Unfortunately for all parties – not just the SNP – this means admitting the scale and source of the problem and alienating the very people who need the help and who provide a large chunk of their voter base.
1 Willow Row,
The urgent need for more power
Sir, – The French energy giant EDF gave final approval for the £18 billion nuclear power plant at Hinkley Point in Somerset.
However, EDF had to cancel a planned party for 150 VIPs, including two Chinese dignitaries, because Theresa May has delayed signing a deal until she is sure
that it provides value for money since the agreement includes paying double the going rate per unit of energy.
Is it security concerns since the Chinese have a 33.5% stake?
This winter power stations will produce barely enough electricity to meet peak demand. Panic has set in.
The National Grid is paying 10 fossil-fuelled power plants £123 million to stay open but idle until required.

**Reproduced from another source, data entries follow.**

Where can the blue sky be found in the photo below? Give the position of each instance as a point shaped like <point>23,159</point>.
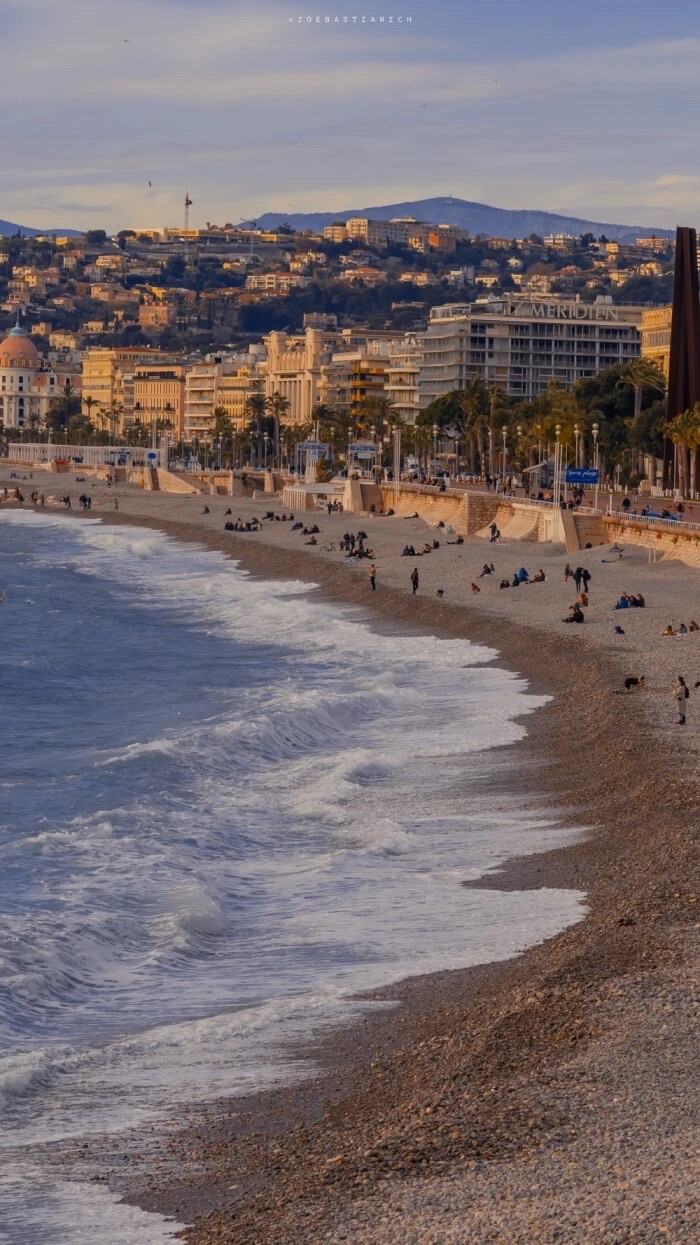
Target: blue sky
<point>587,108</point>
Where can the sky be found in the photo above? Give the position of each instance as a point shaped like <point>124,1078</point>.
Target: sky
<point>586,108</point>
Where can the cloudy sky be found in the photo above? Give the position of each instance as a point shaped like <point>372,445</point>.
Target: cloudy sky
<point>589,108</point>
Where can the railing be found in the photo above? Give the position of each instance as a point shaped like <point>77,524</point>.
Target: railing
<point>652,521</point>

Thousands of diesel generators are standing idle and being paid to be available.
Hospitals have been asked to use their own diesel generators and not the national grid.

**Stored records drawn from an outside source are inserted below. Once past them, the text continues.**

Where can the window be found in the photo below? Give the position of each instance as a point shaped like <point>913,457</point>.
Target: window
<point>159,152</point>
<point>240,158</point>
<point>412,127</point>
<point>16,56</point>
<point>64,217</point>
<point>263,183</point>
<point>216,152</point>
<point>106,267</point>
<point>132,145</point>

This is not an energy policy this is back of the envelope stuff.
The Scottish Government cannot be critical, since Scotland’s energy policy of wind turbines has failed and Scotland is now regularly importing English electricity when the wind does not blow.
138 Springfield Road
An encouraging reconsideration
Sir, – It is encouraging that further consideration is given prior to commitment to the proposed new Hinckley nuclear power station.
If only such had been the case before our headlong rush into renewable energy, and the ruination of our landscape by useless wind turbines.
Sturgeon should think of home
Sir, – I wish Nicola
Sturgeon would get off her high horse and stop trying to be an international stateswoman.
Instead of going on about EU membership and trying to break up the UK, why does she not show us how we will be much better off after independence.
At present Scotland is lagging behind the rest of the UK in growth and employment.
Living in Perthshire I notice road verges are not trimmed, and just to the north of Perth the A9 is littered with pot holes that should have been repaired months ago.
In fact, the whole area is beginning to feel and look run down.
This is not the image we should be sending to tourists and possible investors.
These are a few of the many things she should be dealing with at home instead of pointless posturing.
Information that is honest and fair
Sir, – The spokes-person for St Andrews University claims that the information provided by me to your excellent journalist, Cheryl Peebles, is false and irresponsible (30 July).
I cannot let that accusation stand unchallenged as any material I give to
journalists is always well-researched, honest, responsible and reliable – and they know that.
I relied for part of my material on the environmental statement submitted by the university in support of its planning application.
Chapter 20 (Grid Connection), para 20.5 states: “Based
on the findings of this initial grid connection assessment, connecting to the St Andrews primary substation at 11kV is considered to be the most feasible option available at this time. “To maximise the generating capacity of the wind farm, the option to connect via two new 11kV circuits is considered to be the most attractive.
“If the reinforcements to the 33kV system described under Option 3B are implemented, it may be possible to increase the installed capacity of the wind farm at a later date.”
The university spokesperson glibly states: “We have no ambition to expand the wind farm.”
I think if the vice-chancellor were to put that in writing, I might believe it, but I don’t give any weight to such a statement from an anonymous mouthpiece.